International Journal of Methods in Psychiatric Research (Jun 2023)
Dementia in health claims data: The influence of different case definitions on incidence and prevalence estimates
Abstract
Abstract Objectives The epidemiology of dementia subtypes including Alzheimer's disease (AD) and vascular dementia (VD) and their reliance on different case definitions (“algorithms”) in health claims data are still understudied. Methods Based on health claims data, prevalence estimates (per 100 persons), incidence rates (IRs, per 100 person‐years), and proportions of AD, VD, and other dementias (oD) were calculated. Five algorithms of increasing strictness considered inpatient/outpatient diagnoses (#1, #2), antidementia drugs (#3) or supportive diagnostics (#4, #5).
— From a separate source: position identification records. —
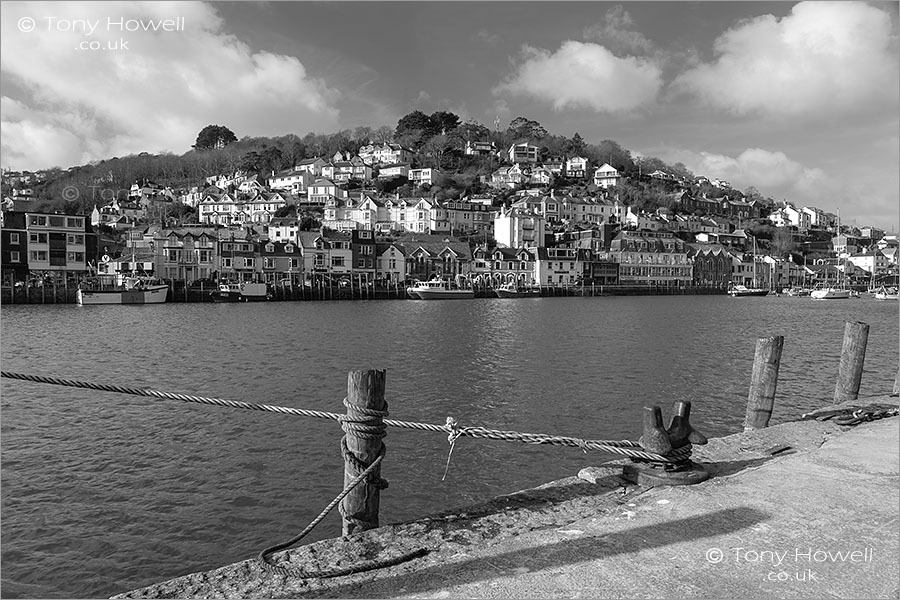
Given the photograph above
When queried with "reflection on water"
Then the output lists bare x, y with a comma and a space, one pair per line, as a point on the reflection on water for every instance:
103, 493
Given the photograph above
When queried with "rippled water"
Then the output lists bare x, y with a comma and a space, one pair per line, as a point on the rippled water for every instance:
103, 492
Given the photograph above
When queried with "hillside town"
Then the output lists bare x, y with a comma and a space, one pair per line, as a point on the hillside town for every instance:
538, 220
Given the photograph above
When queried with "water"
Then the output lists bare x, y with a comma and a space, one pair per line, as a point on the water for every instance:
103, 492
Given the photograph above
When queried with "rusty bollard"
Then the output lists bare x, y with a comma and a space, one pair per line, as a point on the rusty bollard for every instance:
660, 441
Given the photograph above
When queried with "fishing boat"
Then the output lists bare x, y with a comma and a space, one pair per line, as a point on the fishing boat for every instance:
508, 290
738, 290
887, 293
830, 293
240, 292
798, 291
113, 289
442, 289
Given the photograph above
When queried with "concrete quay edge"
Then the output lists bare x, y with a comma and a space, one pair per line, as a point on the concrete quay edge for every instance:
819, 519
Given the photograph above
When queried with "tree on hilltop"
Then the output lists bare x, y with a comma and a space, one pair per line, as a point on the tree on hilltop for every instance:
214, 136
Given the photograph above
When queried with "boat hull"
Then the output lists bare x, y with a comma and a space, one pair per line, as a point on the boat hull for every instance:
151, 295
435, 294
830, 294
741, 292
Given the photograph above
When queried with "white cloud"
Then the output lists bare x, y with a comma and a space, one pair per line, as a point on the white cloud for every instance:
826, 59
79, 105
617, 30
584, 75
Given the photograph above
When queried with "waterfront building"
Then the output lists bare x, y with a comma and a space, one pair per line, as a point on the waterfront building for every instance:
46, 247
187, 253
516, 227
652, 258
712, 265
492, 267
428, 257
390, 262
559, 266
362, 251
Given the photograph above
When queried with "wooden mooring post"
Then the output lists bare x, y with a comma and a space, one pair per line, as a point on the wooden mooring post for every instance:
364, 428
853, 355
763, 382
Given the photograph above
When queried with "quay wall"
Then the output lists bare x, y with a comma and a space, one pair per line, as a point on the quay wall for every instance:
799, 491
180, 292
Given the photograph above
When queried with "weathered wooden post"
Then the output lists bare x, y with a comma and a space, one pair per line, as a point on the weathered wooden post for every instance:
853, 355
763, 382
364, 428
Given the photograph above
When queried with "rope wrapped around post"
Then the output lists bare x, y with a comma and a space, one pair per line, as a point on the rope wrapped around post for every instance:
620, 447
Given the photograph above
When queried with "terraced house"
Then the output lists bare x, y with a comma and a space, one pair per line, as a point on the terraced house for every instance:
652, 258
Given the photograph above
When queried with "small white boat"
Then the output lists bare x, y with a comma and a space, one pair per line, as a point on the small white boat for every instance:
508, 290
240, 292
887, 293
441, 289
737, 291
830, 293
135, 289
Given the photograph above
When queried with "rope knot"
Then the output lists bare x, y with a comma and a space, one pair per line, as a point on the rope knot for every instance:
452, 425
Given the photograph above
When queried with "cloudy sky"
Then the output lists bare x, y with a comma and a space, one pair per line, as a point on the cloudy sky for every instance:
800, 100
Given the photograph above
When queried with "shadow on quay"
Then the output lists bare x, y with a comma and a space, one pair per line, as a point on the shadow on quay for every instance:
544, 557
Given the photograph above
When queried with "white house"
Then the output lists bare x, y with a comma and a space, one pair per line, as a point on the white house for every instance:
606, 176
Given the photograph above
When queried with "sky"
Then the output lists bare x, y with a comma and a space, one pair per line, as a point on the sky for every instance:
798, 99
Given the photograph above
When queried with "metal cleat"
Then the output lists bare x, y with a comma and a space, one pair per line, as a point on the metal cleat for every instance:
680, 430
658, 440
655, 438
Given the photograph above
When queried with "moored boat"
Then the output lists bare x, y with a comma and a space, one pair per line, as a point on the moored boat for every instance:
135, 289
738, 290
442, 289
508, 290
240, 292
830, 293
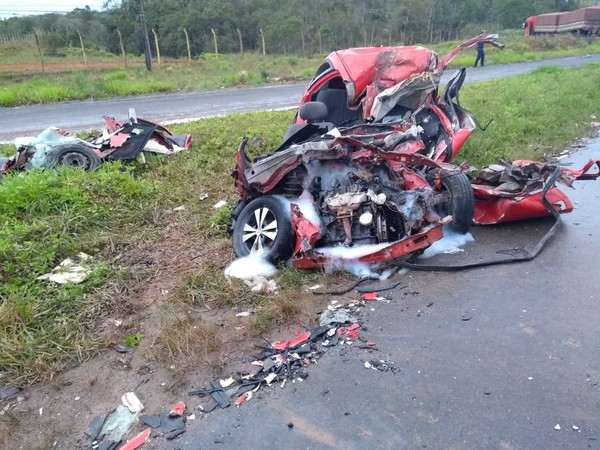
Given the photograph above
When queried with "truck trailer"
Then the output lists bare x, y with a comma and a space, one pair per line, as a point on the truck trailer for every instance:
585, 21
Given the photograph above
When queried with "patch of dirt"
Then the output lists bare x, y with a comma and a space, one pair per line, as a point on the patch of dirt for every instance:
56, 413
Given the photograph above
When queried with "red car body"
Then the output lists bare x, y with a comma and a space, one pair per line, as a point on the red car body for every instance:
371, 112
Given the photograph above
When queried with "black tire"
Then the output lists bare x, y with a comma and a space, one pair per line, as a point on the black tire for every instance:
265, 224
74, 155
459, 198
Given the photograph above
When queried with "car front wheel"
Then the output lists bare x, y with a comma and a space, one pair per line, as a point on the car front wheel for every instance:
75, 155
264, 226
459, 200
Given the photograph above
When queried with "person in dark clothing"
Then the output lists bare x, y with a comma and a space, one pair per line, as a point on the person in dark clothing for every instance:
480, 53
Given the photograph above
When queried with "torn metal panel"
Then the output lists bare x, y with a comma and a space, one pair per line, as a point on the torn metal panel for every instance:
510, 192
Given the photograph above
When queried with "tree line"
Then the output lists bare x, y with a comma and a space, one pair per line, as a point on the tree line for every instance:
275, 26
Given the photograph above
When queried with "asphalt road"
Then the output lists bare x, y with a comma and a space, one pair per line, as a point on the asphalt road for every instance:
525, 361
87, 115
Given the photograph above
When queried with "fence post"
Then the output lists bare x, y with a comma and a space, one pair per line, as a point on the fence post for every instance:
37, 44
320, 41
241, 42
187, 43
82, 48
122, 49
156, 45
215, 41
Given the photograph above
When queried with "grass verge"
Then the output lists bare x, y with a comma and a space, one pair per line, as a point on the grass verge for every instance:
47, 216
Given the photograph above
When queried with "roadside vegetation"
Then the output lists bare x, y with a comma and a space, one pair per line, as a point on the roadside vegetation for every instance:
120, 211
104, 78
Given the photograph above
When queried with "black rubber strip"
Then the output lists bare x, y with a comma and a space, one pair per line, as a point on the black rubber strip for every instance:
527, 255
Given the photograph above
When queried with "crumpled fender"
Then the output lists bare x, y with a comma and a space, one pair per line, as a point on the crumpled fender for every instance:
494, 206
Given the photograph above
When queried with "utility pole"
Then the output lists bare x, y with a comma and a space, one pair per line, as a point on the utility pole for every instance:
147, 51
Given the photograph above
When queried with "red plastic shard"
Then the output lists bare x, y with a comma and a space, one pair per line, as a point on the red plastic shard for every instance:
300, 339
118, 139
351, 332
242, 398
177, 409
137, 441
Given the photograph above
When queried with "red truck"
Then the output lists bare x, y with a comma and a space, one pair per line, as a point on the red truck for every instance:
584, 21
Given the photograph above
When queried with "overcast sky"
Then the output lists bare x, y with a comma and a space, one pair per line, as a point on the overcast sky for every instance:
11, 8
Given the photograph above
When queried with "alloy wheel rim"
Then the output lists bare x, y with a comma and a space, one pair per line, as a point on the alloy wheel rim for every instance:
260, 230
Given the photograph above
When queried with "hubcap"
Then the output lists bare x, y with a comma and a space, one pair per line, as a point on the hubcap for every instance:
260, 231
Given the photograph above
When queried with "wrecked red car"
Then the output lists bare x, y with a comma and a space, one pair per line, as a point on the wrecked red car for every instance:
307, 199
119, 140
367, 164
366, 157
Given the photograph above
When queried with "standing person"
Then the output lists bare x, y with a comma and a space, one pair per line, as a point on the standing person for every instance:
480, 53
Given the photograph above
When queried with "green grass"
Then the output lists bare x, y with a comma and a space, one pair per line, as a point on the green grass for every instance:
47, 216
106, 76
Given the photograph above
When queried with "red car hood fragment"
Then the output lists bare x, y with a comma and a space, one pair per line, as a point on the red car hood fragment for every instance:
506, 193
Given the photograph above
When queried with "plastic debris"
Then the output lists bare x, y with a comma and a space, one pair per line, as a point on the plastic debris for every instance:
133, 403
173, 434
287, 359
8, 392
351, 333
117, 424
299, 339
261, 284
121, 348
227, 382
372, 296
137, 441
381, 365
93, 429
151, 421
69, 271
243, 398
269, 378
336, 316
177, 409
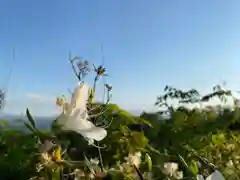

Results Algorithm 1 detected 213,409 cases (#2: 197,400; #3: 48,688; #4: 3033; #5: 3105), a prevalence for any dementia of 3.44 and an IR of 1.39 (AD: 0.80/0.21, VD: 0.79/0.31). The prevalence decreased by algorithms for any dementia (#2: 3.19; #3: 0.75; #4: 0.04; #5: 0.05) as did IRs (#2: 1.13; #3: 0.18; #4: 0.05, #5: 0.05). Algorithms 1–2, and 4–5 revealed similar proportions of AD (23.3%–26.6%), VD (19.9%–23.2%), and oD (53.1%–53.8%), algorithm 3 estimated 45% (AD), 12.1% (VD), and 43.0% (oD). Conclusions Health claims data show lower estimates of AD than previously reported, due to markedly lower prevalent/incident proportions of patients with corresponding codes. Using medication in defining dementia potentially improves estimating the proportion of AD while supportive diagnostics were of limited use.